Hi Yuri
Thanks for your reply. If I understand the description of the errata correctly, the work-around prevents the Cortex-A9 core from entering "read-allocate/streaming"-mode, i.e. the CPU-core will perform write-allocations in L1-data-cache for all write accesses, even if unnecessary e.g. for memset()/memcpy(), and therefore cause lots of unnecessary bus-traffic and cache-trashing for code that writes lots of full cache-lines.
This will not only impact memset()/memcpy() but also quite a few drivers working with internal buffers, software audio- and video-codecs and renderers writing larger amounts of data to memory, probably some garbage-collectors of JVM and other similar code in OSses, libraries and applications.

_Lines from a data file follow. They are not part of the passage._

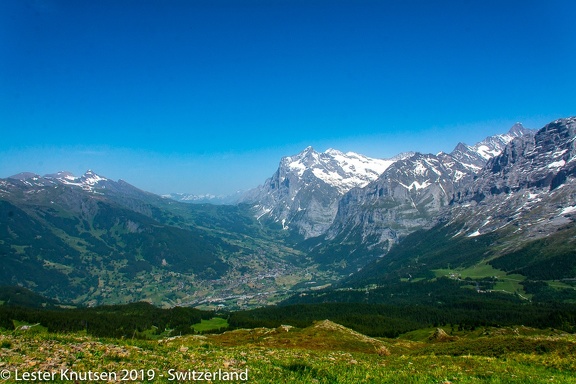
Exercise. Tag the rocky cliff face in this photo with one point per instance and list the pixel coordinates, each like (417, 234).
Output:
(304, 192)
(530, 188)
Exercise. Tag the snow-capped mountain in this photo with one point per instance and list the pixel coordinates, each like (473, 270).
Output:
(408, 196)
(304, 192)
(529, 188)
(475, 157)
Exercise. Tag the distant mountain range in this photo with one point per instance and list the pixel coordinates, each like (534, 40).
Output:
(505, 206)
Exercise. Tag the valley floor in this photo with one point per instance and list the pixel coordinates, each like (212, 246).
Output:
(323, 353)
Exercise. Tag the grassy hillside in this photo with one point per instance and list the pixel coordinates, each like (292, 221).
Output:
(322, 353)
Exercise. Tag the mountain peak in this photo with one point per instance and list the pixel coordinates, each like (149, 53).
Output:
(518, 130)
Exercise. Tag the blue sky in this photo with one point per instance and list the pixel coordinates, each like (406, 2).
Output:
(206, 96)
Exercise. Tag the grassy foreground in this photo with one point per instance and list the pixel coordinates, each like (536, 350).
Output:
(323, 353)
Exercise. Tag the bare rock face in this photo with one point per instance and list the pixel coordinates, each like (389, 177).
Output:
(529, 189)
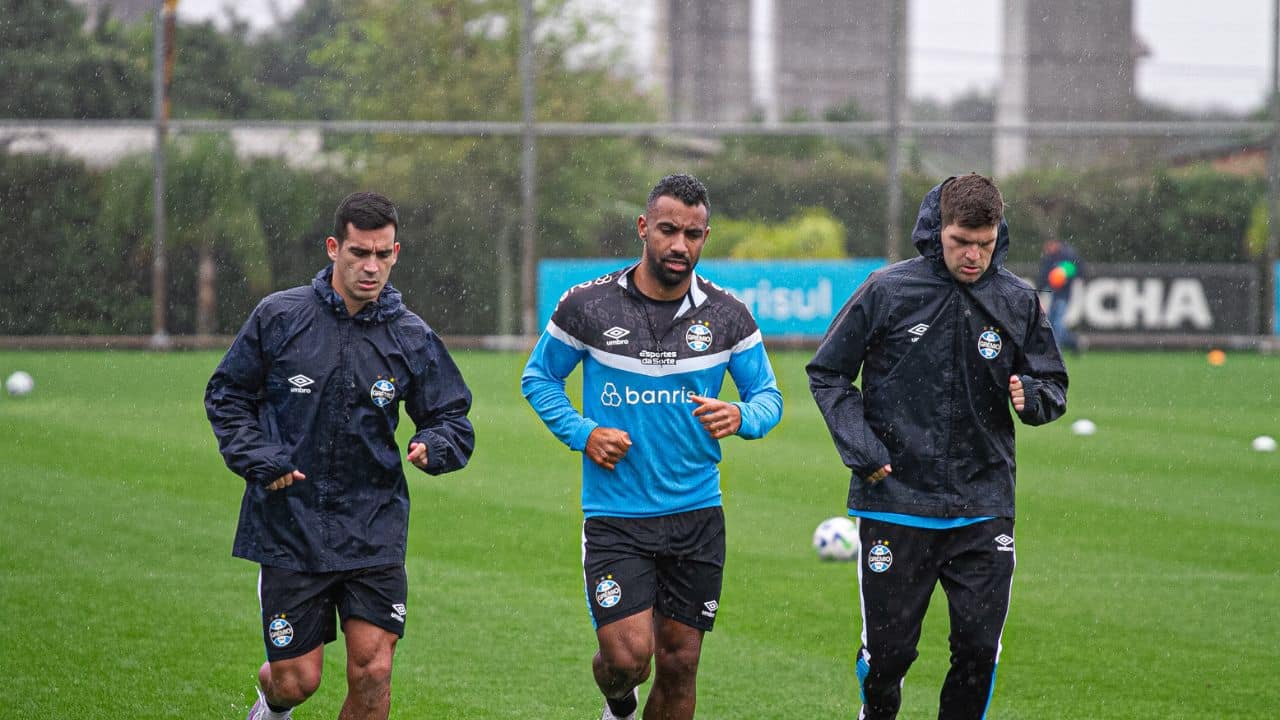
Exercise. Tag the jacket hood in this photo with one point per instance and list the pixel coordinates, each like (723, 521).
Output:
(387, 308)
(927, 235)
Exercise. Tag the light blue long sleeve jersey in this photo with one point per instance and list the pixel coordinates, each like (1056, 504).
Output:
(638, 373)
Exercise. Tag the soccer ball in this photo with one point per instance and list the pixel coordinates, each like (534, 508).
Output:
(19, 383)
(836, 538)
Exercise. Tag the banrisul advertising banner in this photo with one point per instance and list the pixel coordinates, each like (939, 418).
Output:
(1165, 299)
(787, 297)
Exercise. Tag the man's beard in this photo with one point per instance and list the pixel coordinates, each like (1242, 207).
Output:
(664, 276)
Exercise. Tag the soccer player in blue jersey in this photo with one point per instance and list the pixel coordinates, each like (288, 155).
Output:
(654, 341)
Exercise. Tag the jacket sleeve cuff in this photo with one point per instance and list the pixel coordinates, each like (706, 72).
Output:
(1031, 396)
(577, 441)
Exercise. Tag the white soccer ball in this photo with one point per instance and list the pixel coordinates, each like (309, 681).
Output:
(836, 538)
(1083, 427)
(19, 383)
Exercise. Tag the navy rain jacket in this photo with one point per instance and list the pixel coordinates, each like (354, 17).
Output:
(936, 356)
(309, 387)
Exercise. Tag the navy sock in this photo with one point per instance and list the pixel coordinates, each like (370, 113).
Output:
(622, 707)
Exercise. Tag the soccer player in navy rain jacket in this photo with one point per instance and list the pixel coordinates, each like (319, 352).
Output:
(945, 343)
(305, 406)
(654, 341)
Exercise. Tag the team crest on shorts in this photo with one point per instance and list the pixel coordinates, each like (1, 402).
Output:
(279, 632)
(990, 343)
(608, 592)
(383, 392)
(699, 337)
(880, 557)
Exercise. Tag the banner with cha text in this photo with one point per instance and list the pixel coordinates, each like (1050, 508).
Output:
(1210, 299)
(787, 297)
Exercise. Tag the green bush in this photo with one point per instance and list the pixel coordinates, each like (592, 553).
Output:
(810, 233)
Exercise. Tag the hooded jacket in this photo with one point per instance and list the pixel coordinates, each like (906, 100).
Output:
(935, 358)
(309, 387)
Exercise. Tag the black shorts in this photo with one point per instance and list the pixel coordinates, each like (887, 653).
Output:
(673, 564)
(298, 607)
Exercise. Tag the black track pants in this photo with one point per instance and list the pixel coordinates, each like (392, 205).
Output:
(899, 566)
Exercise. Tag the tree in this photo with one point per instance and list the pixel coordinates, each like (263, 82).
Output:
(211, 218)
(458, 60)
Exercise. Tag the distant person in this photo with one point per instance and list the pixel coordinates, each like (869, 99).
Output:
(1060, 268)
(654, 341)
(305, 408)
(942, 346)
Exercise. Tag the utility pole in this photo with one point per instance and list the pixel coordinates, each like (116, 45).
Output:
(528, 177)
(1269, 279)
(161, 76)
(894, 153)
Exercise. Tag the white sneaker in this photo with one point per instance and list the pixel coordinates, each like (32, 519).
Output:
(261, 711)
(608, 714)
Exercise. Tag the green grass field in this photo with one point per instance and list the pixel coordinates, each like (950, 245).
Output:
(1147, 584)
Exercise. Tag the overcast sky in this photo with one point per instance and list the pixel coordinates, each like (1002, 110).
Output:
(1202, 54)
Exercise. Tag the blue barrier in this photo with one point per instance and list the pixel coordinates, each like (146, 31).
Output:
(787, 297)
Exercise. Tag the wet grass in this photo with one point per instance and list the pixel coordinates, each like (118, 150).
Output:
(1147, 577)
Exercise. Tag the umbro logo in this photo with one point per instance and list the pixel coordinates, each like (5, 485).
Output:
(617, 336)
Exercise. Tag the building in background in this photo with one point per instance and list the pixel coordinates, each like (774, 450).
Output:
(737, 60)
(1064, 62)
(836, 57)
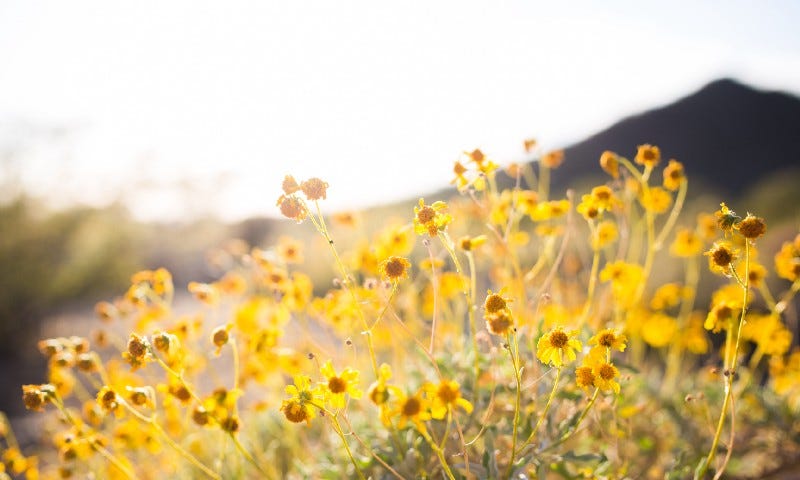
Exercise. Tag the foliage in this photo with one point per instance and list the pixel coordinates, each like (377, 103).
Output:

For the Cortex-A5 and A7 cores ARM documents when exactly the core switches to "read allocate mode" (which would be prevented by the work-around):
<<<
To prevent this, the Bus Interface Unit (BIU) includes logic to detect when a full cache line has been written by the processor before the linefill has completed. If this situation is detected on three consecutive linefills, it switches into read allocate mode.
>>>
Unfortunately neither ARM nor Freescale seem to document, when the Cortex-A9 core usually would do this. Do you have any information whether the A9 uses the same detection mechanism as the A5 and A7?
Kind regards,
Marc